Rotorua residents were trapped in trees, tractors in deluge

Rotorua residents are slowly picking up the pieces after a deluge of water swept through the area yesterday.

At least 20 houses were flooded, and many residents had close shaves.

The torrent of water from an overflowing stream took Paradise Valley farmer Matt Ward by surprise. 

"It just came up in the space of 10 or 15 minutes," he told Newshub. "It rose half a metre or more and suddenly things got pretty nasty pretty quick."

He went to close a gate and save what he could of his beehives.

"I crossed back to help them with the bee boxes and got swept away. I ended up hanging on that tree," Mr Ward explained.

His neighbour Neil Heather came to the rescue on this tractor, but danger hit a second time as the floodwaters continued to rise.

"It came over the bonnet and it stopped," says Mr Heather. "So we were both stranded."
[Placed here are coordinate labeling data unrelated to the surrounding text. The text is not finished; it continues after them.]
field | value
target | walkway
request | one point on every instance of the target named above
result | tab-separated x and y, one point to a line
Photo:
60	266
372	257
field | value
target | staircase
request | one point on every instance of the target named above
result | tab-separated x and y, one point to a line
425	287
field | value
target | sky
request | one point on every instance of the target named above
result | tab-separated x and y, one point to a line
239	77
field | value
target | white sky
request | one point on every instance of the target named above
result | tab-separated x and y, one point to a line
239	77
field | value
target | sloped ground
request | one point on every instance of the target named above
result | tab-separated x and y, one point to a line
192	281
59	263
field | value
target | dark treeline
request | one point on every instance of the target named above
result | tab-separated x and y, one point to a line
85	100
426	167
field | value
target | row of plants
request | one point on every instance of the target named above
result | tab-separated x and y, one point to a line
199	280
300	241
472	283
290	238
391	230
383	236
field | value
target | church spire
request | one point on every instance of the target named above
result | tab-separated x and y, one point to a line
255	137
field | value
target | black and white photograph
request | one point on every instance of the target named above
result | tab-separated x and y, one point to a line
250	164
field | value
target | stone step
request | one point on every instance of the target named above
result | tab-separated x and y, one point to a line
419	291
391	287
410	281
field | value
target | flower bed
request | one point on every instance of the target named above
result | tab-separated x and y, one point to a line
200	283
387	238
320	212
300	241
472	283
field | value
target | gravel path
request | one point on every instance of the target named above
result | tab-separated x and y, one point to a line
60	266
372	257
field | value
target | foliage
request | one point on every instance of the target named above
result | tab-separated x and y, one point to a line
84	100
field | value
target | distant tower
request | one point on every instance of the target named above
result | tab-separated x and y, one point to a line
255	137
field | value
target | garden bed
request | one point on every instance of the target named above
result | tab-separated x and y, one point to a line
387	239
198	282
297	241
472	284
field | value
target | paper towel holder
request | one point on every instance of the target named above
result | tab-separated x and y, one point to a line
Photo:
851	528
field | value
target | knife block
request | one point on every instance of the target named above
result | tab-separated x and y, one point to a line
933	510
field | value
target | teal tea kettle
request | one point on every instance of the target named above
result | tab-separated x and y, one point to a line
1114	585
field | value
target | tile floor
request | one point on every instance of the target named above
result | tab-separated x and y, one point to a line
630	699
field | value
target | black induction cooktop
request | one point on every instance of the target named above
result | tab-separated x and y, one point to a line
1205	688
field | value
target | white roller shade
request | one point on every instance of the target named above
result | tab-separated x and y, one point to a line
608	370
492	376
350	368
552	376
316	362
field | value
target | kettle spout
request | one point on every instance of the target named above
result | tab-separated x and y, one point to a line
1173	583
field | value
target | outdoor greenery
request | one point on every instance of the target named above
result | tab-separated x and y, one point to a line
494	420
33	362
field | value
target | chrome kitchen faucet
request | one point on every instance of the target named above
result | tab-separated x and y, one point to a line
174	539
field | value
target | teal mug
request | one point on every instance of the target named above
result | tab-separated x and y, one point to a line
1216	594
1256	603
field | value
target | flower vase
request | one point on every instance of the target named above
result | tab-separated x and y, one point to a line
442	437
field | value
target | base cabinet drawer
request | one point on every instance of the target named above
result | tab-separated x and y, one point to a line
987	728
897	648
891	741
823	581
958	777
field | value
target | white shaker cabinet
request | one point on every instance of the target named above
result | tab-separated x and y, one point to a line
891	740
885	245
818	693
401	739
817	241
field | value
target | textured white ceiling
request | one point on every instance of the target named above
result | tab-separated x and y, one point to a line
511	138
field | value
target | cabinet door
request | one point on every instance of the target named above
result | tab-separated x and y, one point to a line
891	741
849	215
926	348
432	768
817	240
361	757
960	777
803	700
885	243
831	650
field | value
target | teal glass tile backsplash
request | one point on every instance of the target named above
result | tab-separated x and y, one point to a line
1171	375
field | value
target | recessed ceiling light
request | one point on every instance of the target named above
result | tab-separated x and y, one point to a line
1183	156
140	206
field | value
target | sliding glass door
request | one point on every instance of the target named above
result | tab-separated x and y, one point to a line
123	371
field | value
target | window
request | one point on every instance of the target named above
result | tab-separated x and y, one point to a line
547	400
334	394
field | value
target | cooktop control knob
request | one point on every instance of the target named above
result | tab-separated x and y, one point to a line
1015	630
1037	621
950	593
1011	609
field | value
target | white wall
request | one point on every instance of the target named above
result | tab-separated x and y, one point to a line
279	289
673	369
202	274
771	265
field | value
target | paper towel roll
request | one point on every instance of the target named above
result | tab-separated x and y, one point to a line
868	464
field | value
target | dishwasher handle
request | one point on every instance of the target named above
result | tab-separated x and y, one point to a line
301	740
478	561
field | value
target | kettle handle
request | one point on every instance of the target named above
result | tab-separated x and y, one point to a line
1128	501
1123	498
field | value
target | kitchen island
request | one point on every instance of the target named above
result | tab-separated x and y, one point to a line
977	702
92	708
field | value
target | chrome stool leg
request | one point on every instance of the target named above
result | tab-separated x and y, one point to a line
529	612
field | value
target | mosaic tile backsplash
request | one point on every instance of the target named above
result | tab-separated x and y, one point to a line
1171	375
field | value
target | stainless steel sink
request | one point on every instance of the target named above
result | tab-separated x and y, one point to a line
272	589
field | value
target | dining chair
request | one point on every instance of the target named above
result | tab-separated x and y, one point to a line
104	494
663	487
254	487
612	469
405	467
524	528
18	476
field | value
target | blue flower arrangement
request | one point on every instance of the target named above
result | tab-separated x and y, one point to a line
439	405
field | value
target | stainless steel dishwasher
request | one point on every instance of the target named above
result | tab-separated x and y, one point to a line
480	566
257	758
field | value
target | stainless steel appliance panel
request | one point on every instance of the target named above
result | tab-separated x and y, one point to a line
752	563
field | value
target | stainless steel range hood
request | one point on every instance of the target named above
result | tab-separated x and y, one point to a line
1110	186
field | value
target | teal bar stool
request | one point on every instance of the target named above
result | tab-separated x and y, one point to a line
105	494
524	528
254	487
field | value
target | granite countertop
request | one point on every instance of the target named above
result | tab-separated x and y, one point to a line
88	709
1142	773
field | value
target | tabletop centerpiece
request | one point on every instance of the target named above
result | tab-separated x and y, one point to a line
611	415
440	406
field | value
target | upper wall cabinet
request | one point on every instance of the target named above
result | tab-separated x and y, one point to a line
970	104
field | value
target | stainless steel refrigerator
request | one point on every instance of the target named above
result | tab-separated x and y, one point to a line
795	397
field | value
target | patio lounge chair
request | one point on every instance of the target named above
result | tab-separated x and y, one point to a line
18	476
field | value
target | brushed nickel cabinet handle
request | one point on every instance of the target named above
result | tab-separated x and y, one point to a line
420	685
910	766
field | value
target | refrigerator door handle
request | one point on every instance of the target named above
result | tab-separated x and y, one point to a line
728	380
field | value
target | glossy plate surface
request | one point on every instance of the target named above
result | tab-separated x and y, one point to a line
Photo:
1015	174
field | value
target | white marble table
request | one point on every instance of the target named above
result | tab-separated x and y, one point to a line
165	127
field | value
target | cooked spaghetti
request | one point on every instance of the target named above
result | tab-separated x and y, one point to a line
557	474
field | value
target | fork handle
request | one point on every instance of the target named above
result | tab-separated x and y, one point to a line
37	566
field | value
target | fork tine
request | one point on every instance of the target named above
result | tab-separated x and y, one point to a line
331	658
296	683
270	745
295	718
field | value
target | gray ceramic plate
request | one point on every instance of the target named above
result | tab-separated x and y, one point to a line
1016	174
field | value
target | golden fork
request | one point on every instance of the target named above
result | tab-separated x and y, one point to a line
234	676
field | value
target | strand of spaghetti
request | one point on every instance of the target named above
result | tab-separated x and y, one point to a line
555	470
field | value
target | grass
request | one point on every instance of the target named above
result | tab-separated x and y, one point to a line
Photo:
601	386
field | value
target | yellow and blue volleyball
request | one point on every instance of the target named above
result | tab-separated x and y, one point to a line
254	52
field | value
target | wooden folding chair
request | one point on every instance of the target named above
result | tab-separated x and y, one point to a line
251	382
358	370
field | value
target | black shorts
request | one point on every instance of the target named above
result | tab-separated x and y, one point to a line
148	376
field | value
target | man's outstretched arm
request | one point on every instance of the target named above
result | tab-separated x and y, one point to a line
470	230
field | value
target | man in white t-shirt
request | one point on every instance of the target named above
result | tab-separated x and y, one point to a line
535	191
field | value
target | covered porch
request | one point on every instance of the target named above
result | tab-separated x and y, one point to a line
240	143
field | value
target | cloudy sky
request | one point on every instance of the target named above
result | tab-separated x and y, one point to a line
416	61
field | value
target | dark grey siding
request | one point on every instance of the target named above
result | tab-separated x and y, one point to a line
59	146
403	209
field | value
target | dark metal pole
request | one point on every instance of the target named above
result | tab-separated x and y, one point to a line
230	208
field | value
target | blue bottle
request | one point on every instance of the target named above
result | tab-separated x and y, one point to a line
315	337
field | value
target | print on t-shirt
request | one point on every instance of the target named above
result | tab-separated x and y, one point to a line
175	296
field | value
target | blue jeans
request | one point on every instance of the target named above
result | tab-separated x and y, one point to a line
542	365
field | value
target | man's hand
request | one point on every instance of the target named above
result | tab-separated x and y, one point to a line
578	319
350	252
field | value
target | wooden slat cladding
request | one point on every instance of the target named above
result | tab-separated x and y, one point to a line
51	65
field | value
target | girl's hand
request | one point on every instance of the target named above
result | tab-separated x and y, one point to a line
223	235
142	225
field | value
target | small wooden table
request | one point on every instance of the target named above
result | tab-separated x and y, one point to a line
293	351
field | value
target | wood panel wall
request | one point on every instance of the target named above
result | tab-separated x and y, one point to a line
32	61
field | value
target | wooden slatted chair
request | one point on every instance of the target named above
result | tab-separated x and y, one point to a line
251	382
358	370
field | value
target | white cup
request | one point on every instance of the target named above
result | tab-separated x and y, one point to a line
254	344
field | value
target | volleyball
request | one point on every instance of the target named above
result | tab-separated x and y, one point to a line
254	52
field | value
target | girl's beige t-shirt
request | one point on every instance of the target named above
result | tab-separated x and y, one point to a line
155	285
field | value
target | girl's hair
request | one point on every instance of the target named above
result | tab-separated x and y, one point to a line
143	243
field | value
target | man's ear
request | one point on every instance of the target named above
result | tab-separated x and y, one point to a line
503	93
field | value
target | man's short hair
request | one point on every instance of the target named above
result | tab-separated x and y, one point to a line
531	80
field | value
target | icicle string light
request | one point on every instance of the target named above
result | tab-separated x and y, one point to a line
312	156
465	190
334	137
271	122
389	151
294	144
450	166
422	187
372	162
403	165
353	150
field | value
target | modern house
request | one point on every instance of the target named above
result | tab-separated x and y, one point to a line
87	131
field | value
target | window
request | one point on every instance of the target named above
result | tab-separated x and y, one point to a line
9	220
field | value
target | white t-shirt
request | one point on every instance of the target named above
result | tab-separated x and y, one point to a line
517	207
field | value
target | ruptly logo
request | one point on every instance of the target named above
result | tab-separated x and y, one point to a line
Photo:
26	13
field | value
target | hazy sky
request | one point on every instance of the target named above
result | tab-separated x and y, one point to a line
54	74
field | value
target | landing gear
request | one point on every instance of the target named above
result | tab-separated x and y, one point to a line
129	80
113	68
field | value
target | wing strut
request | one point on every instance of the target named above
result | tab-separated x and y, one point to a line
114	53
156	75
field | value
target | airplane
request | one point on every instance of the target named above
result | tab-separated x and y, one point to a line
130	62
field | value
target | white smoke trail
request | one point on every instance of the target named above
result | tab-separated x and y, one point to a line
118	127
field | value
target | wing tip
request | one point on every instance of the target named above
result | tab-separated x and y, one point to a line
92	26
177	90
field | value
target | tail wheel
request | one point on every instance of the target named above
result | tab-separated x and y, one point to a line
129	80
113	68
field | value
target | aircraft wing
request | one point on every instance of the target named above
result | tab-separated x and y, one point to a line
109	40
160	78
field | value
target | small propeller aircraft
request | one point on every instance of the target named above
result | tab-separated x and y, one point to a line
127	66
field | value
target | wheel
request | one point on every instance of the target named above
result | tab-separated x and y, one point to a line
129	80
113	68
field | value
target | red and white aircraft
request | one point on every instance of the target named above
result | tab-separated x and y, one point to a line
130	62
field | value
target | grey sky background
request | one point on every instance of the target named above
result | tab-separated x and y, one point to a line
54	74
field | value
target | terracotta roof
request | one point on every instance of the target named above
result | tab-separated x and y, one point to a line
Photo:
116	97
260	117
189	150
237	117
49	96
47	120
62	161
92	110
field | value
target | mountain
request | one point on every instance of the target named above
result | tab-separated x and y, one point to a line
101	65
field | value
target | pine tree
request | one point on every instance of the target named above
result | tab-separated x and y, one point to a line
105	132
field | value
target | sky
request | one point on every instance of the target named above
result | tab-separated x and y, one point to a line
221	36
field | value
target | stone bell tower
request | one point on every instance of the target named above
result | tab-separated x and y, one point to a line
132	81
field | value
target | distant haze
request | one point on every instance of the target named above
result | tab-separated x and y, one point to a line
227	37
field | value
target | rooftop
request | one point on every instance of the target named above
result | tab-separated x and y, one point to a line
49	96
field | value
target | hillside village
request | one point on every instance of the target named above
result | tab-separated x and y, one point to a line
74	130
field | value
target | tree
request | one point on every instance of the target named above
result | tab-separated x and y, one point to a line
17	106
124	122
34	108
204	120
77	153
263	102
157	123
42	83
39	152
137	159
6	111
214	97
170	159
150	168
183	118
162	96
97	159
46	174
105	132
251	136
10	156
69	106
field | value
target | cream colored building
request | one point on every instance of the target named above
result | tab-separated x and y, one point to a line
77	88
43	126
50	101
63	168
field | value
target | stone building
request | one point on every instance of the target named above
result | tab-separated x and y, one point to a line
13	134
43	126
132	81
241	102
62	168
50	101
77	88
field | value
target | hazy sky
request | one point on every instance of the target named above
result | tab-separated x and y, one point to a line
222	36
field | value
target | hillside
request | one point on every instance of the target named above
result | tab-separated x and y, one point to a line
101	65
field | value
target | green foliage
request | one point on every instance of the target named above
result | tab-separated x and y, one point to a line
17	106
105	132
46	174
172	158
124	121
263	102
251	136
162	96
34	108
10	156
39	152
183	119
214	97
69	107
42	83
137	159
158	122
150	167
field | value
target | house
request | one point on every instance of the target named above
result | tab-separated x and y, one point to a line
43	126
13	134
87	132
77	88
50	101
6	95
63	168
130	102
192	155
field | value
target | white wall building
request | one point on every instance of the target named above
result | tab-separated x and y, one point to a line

He and a mate had to climb onto the tractor's roof.

Mr Ward managed to swim and save himself by hooking his foot into a fence, and then got a rope to the men on the tractor.

Some 51.8mm of rain fell in Rotorua between 10 and 11am on Sunday, which is the most in an hour in the city ever.

On Monday, local Civil Defence went door-to-door to check property damage. It's advising evacuated residents to stay away from their homes until it's safe to return.

"We have to be mindful that a lot of water has been contaminated," says acting Civil Defence primary controller Bruce Horne.

"And because of the height that the water has come up in some of the houses, things like electrical systems won't be safe."

Around 20 homes are expected to be declared uninhabitable.

Rotorua Mayor Steve Chadwick says the council wasn't to blame and they couldn't have predicted the Ngongotaha Stream would breach.

"You can't foresee that deluge of water and the affects in a caldera like this," she says. "It was simply too much water too quickly. "

Residents say the clean-up will be immense. A state of emergency remains in place, and Metservice says there's more rain on the way.